Now the clues as to where Intel's VCG are going with their graphics architecture appear. You're asked to visualise an in-order 4-thread 'throughput' core at 10mm2 and consuming only 6.25W. In theory, that'd look like a pretty weak CPU, with less than one third the single-threaded performance of current processors. The catch, however, is that they'd strap on a super-wide Vec16 FPU! It would likely be programmer-controlled via new instructions, so you'd use it as you see fit, but for graphics it would make some sense to think of it as working on scalar operations for four quads (2x2 pixels) at a time.
Now, pack a given die area with enough of those small cores, Intel says, and et-voila, a multi-threaded, very-wide vector processor that scales according to understood CMP and CMT ideology. But it's also one that might require very significant compiler and software engineering effort to run fast, given what we know of current CPU and GPU architectures.
It should once again be noted that each throughput processor would have ~30% the performance of a traditional CPU for single-threaded code, according to the slides, but for only 1/5th of the area even though it hosts a Vec16 unit. So again, the scaling opportunity of an architecture like that seems somewhat promising, even if not all applications it could run fully exploit the new FPU. Legacy code obviously wouldn't benefit at all from it.
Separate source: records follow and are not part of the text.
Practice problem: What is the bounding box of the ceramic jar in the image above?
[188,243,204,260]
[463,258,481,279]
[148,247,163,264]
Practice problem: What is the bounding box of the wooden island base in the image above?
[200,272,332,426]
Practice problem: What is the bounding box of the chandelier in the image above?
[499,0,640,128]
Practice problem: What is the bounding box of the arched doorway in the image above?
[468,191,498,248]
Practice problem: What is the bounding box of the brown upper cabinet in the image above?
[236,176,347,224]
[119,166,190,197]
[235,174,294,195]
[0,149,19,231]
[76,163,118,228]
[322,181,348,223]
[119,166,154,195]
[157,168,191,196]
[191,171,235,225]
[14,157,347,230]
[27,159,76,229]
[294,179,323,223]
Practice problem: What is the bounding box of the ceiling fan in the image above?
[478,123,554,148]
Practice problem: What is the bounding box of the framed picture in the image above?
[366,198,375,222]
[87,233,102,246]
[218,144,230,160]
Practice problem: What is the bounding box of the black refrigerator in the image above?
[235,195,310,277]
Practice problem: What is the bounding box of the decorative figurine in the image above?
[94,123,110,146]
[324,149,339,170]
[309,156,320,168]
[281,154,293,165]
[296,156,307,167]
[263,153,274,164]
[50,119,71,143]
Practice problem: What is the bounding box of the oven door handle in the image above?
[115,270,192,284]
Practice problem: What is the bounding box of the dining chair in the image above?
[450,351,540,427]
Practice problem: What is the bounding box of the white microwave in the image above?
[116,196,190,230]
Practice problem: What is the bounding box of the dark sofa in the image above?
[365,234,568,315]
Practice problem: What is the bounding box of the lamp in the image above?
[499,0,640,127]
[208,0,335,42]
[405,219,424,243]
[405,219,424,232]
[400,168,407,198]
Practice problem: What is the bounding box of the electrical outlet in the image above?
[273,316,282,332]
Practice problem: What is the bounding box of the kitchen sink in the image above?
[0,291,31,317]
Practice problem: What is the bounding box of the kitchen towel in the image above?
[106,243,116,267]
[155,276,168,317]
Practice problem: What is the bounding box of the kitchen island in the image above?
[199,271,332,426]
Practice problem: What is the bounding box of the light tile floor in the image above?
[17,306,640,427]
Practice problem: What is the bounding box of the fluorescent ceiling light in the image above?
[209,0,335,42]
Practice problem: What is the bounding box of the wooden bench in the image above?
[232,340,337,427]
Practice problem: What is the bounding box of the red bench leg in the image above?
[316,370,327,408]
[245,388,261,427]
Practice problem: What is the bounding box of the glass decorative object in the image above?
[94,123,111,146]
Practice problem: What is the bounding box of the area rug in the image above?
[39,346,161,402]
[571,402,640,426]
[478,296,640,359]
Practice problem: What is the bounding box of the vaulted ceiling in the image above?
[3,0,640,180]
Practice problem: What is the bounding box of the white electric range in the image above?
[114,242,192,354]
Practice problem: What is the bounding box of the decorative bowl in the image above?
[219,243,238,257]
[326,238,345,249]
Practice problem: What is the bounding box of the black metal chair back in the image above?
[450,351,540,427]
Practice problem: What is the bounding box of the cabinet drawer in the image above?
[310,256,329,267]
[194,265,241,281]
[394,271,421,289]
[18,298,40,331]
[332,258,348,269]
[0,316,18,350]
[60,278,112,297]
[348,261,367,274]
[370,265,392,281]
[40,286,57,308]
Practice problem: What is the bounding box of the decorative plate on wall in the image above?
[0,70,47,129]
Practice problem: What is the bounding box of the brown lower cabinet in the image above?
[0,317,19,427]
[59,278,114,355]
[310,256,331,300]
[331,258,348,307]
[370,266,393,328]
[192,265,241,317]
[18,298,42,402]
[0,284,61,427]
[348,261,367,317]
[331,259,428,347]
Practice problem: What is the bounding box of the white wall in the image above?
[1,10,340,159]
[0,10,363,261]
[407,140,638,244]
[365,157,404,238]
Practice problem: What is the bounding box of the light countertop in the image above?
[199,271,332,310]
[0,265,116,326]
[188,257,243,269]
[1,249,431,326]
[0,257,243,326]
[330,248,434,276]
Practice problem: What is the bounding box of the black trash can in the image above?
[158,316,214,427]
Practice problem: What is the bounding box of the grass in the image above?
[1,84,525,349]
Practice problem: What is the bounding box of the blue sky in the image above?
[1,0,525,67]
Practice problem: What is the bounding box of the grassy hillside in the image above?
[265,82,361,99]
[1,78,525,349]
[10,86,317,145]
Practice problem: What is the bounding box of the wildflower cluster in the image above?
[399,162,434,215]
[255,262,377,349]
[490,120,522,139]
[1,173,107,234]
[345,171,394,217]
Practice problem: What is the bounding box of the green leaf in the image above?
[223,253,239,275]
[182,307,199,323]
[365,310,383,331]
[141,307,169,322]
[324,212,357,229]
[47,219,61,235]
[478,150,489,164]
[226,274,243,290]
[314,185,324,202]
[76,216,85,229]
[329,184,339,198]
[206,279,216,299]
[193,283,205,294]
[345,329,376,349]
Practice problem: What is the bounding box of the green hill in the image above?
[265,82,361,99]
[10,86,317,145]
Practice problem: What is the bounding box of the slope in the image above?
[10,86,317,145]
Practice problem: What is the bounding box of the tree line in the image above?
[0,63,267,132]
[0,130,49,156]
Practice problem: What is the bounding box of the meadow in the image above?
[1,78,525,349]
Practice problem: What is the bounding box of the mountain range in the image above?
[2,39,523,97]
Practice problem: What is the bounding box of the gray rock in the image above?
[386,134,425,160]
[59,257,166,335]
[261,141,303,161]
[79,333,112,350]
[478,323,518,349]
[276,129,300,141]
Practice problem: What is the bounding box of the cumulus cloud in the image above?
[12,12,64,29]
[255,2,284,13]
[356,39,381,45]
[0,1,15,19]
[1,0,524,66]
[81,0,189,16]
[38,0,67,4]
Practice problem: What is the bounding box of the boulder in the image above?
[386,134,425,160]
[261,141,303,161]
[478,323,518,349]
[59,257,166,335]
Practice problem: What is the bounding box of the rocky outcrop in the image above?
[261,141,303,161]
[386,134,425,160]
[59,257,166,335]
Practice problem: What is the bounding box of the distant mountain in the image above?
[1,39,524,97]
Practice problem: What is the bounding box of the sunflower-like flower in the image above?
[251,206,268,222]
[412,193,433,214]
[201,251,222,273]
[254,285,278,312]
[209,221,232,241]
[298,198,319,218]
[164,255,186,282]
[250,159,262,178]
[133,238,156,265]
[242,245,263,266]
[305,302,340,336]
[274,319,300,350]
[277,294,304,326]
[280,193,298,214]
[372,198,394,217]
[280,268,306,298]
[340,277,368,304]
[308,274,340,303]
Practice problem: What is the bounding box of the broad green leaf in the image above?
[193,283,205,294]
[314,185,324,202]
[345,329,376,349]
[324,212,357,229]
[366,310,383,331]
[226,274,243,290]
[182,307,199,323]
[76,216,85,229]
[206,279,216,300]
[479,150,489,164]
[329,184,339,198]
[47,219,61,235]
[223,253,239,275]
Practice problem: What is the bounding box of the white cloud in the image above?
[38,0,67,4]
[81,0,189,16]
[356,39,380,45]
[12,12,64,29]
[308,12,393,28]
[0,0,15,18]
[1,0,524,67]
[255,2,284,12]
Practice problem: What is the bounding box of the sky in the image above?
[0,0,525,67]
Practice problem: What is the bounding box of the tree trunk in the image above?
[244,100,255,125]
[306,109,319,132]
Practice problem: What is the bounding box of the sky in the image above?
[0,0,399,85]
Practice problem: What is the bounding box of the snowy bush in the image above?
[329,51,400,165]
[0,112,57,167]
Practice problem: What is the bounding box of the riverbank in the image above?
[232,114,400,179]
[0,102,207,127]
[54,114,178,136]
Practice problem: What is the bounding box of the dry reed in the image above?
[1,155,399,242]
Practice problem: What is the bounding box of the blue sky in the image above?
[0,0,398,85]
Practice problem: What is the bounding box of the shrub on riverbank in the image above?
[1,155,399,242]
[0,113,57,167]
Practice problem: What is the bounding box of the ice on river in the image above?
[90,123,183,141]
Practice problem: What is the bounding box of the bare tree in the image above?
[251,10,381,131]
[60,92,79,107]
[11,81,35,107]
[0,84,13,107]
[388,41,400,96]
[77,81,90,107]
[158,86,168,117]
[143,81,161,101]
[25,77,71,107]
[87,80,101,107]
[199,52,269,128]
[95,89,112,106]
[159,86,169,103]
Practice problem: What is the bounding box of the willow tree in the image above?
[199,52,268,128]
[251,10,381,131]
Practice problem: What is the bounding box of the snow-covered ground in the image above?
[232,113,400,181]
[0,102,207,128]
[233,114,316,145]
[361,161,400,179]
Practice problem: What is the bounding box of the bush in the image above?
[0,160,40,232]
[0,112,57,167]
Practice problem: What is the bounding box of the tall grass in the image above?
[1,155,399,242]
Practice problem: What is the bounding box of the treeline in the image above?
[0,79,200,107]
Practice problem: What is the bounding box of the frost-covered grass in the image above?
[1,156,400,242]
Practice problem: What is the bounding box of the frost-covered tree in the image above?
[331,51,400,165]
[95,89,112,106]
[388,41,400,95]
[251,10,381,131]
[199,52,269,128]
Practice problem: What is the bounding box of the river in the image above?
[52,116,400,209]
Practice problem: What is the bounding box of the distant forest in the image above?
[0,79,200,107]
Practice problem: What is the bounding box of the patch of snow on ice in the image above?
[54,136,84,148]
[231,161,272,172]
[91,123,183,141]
So the question is, does the core support x86 instructions at all? If single-threaded performance is still roughly acceptable, it might make some sense for it to do so, and then you could think of the Vec16 FPU as an 'on-core' coprocessor that exploits VLIW extensions to the x86 instruction set. Or, the entire architecture might be VLIW with absolutely no trace of x86 in it. Obviously, this presentation doesn't give us a clear answer on the subject. And rumours out there might just be speculating on Larrabee being x86, so that doesn't tell us much either.
Add in thread synchronisation, cross thread communications and a completely shared cache setup and threads have an efficient means to communicate while processing. It does look quite different from what Intel is researching with Polaris aka the Terascale Initiative, but that doesn't mean it couldn't be quite efficient indeed. That remains to be seen, of course.
The slides do mention fixed-function units, but that doesn't really mean much, and it's hard to say how much of a focus Intel will have on implementing those blocks efficiently - especially so since these would be unused during non-graphics processing, and the previous slides clearly pointed out the advance of GPGPU as one of the key reasons behind the development of this new architecture for Intel.
It is not unthinkable that Intel would try to maximize the amount of work done in these processors, rather than in fixed-function units. For example, many of the operations achieved in the ROPs, such as blending, could be done there. Triangle setup wouldn't be too hard either. But what about rasterization, antialiasing, texture addressing and anisotropic filtering, etc.? There's more to a good graphics processor than big SIMD units and high aggregate bandwidth but it's a big step in the right direction, obviously.
And it's not like the described architecture would really be a traditional GPU anyway, with only 4 threads per core (arguably, that should be compared to G80's 12 warps/multiprocessor) and a huge cache! Either way, it will be quite interesting to see what Intel comes up with for the "fixed-function units" part of the chip. If it's good enough, this might be a real competitor in the 3D space. Otherwise, it'd likely only compete for GPGPU mindshare.